Buku Kedua RUU KUHP antara lain mengatur mengenai Tindak Pidana terhadap Keamanan Negara; Tindak Pidana yang Membahayakan Keamanan Umum bagi Orang, Kesehatan, Barang, dan Lingkungan Hidup; Tindak Pidana Pemalsuan Surat, Penyelundupan Manusia, Tindak Pidana terhadap Nyawa dan Janin, Tindak Pidana terhadapTubuh, Tindak Pidana Pencurian, Tindak Pidana Pelayaran, Tindak Pidana terhadap Penerbangan dan Tindak Pidana terhadap Sarana serta Prasarana Penerbangan, Tindak Pidana Berdasarkan Hukum yang Hidup dalam Masyarakat, dan Tindak Pidana Khusus.
Beberapa isu krusial yang berkembang dan menjadi fokus pembahasan dalam RUU KUHP, antara lain tentang: Penerapan Asas Legalitas Pasif, Perluasan Pertanggungjawaban Pidana, Penerapan Doktrin Ultimum Remedium, soal Pidana Mati, masalah Rekodifikasi, Pengaturan tentang Tindak Pidana Khusus dan sebagainya.

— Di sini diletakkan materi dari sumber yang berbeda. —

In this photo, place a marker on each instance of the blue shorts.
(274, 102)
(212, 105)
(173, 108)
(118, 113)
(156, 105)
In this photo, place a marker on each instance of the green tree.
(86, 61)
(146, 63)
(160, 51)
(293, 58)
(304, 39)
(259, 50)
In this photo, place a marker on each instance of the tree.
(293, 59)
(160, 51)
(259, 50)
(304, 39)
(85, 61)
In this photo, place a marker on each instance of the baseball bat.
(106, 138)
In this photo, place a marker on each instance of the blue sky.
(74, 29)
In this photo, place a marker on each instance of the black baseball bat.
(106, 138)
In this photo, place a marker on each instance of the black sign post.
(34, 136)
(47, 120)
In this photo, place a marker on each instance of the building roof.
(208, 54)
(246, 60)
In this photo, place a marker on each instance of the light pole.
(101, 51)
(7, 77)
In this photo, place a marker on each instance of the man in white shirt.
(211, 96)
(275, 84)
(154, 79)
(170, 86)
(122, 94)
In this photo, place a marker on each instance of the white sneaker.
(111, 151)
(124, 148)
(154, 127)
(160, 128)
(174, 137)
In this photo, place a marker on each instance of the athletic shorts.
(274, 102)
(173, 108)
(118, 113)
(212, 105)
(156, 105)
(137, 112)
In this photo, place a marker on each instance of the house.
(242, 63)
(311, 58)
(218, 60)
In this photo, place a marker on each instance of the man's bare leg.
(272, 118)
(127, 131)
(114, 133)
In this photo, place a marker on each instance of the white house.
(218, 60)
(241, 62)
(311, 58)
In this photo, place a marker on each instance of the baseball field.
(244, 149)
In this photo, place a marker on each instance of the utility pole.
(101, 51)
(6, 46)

Selanjutnya melalui pembahasan yang sangat mendalam dan perdebatan yang sangat konstruktif pada akhirnya Panitia Kerja bersama Pemerintah saat itu berhasil menyepakati seluruh materi muatan tersebut sehingga RUU KUHP siap untuk disahkan segera. Namun seperti diketahui bersama, pengesahan itu urung dilakukan karena merebaknya demo dimana mana sebagai wujud munculnya aspirasi masyarakat menyikapi RUU KUHP yang akan disahkan berlakunya.
Pengesahan RUU KUHP yang isinya memuat sejumlah pasal kontroversial ditolak ribuan mahasiswa dan aktifis yang menggelar demo di Gedung DPR, Jakarta dan banyak kota lainnya. Adapun isi pasal-pasal kontroversial di RUU KUHP yang dinilai bermasalah dan memantik demo ribuan mahasiswa di berbagai kota, seperti :
- Pasal RUU KUHP soal Korupsi
- Pasal RUU KUHP tentang Penghinaan Presiden
- Pasal RUU KUHP tentang Makar
- Pasal RUU KUHP soal Penghinaan Bendera
- Pasal RUU KUHP terkait Alat Kontrasepsi
- Pasal RUU KUHP soal Aborsi
- Pasal RUU KUHP soal Gelandangan
- Pasal RUU KUHP soal Pencabulan
- Pasal Pembiaran Unggas dan Hewan Ternak
- Pasal RKUHP tentang Tindak Pidana Narkoba
- Pasal tentang Contempt of Court
- Pasal Tindak Pidana terhadap Agama
- Pasal terkait Pelanggaran HAM Berat (pasal 598-599)
Pasal pasal bermasalah seperti disebutkan diatas khususnyayang berkaitan dengan soal Penghinaan terhadap Presiden dan Wakil Presiden, pasal tentang Perzinaan, Pasal Tentang Mempertunjukan Alat Kontrasepsi mempertunjukan alat kontrasepsi, Pasal Pembiaran Unggas, Pasal tentang Gelandangan, Pasal Tentang Aborsi, Pasal Tindak Pidana Korupsi dan seterusnya, pada umumnya dinilai sebagai pasal karet yang bisa ditafsirkan sesuai dengan selera penegak hukumnya.